INDIANAPOLIS — The need for mental health care exceeds the workforce necessary to meet the demand, multiple local mental health professionals confirmed.
Jay Hamm, a clinical psychologist with the Sandra Eskenazi Mental Health Center, said the provider shortage was an issue before the pandemic hit.
“I think you would be hard-pressed to find someone who said we had enough mental health providers,” Hamm said.
Hamm works in community mental healthcare and said they continue adding patients to their caseload, which he says differs from some private practices right now.
“There are a shortage of providers in the community in private practice,” Hamm said. “It’s difficult to find a private practice therapist because lots of those folks are able to kind of cap their caseload, and so then they put people on a waitlist saying, ‘we’re not accepting new patients at this time.’”

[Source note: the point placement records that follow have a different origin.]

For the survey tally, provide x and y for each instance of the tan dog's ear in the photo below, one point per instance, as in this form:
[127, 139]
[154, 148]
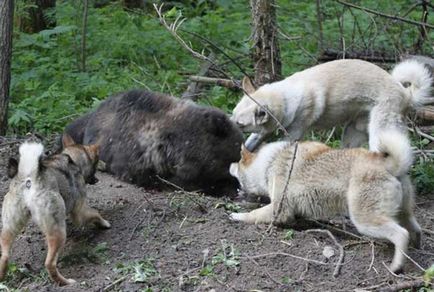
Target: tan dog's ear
[67, 140]
[247, 85]
[246, 155]
[261, 115]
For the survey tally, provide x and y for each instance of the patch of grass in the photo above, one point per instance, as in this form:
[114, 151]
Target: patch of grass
[228, 206]
[84, 253]
[228, 256]
[289, 235]
[140, 271]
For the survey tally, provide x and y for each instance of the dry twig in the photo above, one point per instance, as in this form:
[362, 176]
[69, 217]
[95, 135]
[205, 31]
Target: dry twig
[228, 83]
[288, 255]
[341, 249]
[404, 285]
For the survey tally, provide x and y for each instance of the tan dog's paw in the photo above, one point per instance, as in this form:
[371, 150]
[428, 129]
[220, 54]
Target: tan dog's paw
[69, 282]
[105, 224]
[238, 216]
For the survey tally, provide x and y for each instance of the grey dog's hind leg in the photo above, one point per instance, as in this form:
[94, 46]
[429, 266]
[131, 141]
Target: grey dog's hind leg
[14, 218]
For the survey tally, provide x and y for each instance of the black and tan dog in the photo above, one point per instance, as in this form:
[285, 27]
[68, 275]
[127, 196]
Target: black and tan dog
[48, 189]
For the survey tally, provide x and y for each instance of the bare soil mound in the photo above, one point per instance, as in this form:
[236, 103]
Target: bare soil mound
[177, 241]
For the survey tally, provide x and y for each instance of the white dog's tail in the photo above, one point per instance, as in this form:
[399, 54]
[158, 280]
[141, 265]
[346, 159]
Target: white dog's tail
[397, 150]
[417, 80]
[30, 154]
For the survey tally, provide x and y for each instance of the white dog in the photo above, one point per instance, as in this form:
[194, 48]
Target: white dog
[353, 93]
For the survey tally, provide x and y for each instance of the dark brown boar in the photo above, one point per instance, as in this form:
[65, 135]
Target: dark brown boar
[143, 135]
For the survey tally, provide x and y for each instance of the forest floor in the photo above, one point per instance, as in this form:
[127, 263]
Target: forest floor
[177, 241]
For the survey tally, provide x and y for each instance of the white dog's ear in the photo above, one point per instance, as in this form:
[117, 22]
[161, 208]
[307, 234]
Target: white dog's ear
[233, 169]
[261, 115]
[248, 85]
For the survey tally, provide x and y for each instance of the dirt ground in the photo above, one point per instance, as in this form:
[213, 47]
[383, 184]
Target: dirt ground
[175, 241]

Chase Cotten, Executive Director at the Willow Center in Brownsburg, adds it is important these challenges to not discourage people from reaching out for help. In Hendricks County, 2018 data showed for every 100,000 people in the county, there were 81 providers.

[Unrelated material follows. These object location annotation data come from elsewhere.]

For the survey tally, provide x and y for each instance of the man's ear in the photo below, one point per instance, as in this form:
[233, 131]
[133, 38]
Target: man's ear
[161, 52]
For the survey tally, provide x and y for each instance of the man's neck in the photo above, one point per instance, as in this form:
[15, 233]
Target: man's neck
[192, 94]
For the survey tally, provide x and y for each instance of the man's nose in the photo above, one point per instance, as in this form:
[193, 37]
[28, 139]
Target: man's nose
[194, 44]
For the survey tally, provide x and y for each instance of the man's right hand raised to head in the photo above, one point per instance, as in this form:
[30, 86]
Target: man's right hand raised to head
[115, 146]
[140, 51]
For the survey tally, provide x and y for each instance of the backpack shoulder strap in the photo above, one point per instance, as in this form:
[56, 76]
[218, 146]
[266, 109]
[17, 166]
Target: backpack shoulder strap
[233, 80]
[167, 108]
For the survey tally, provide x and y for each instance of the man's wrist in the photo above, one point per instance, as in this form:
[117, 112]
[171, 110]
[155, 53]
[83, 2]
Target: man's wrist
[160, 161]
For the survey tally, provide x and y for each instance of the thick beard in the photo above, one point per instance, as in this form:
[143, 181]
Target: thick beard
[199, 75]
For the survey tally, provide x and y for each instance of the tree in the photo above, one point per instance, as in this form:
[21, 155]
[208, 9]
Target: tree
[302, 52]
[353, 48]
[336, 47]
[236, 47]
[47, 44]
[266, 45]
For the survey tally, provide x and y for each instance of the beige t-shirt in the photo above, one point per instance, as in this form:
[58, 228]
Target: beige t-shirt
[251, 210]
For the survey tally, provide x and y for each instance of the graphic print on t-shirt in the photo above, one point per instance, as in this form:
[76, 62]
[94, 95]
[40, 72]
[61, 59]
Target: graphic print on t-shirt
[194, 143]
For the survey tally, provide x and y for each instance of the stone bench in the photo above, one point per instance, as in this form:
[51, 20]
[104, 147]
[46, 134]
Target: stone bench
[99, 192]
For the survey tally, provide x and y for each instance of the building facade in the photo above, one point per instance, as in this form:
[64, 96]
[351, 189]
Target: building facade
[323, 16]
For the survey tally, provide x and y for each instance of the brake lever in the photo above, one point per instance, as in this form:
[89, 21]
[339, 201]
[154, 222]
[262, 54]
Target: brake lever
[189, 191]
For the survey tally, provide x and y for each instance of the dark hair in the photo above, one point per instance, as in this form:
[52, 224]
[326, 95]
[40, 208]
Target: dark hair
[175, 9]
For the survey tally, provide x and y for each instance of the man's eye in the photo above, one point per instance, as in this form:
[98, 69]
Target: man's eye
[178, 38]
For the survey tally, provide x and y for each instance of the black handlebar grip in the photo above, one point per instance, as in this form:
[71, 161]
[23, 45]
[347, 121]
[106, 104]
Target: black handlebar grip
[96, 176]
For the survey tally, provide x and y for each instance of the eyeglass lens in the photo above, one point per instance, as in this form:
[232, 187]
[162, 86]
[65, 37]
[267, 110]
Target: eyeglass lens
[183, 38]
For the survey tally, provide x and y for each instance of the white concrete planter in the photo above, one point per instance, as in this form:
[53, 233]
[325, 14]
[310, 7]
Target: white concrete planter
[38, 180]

“But that does not mean that those of us who are providing services are so overwhelmed that we can’t help,” Cotten said.
The Willow Center is welcoming new patients every day. They never closed their doors during the pandemic.
Hamm said the number of people seeking mental health help is encouraging.
“Despite that ratio, all of us are seeing clients,” Cotten said. “That gives me hope, right? The fact that there are many more people now, whether it be as a direct result of the pandemic or otherwise, are seeking help, that tells me that some of the shame and stigma of asking for help is starting to be reduced.”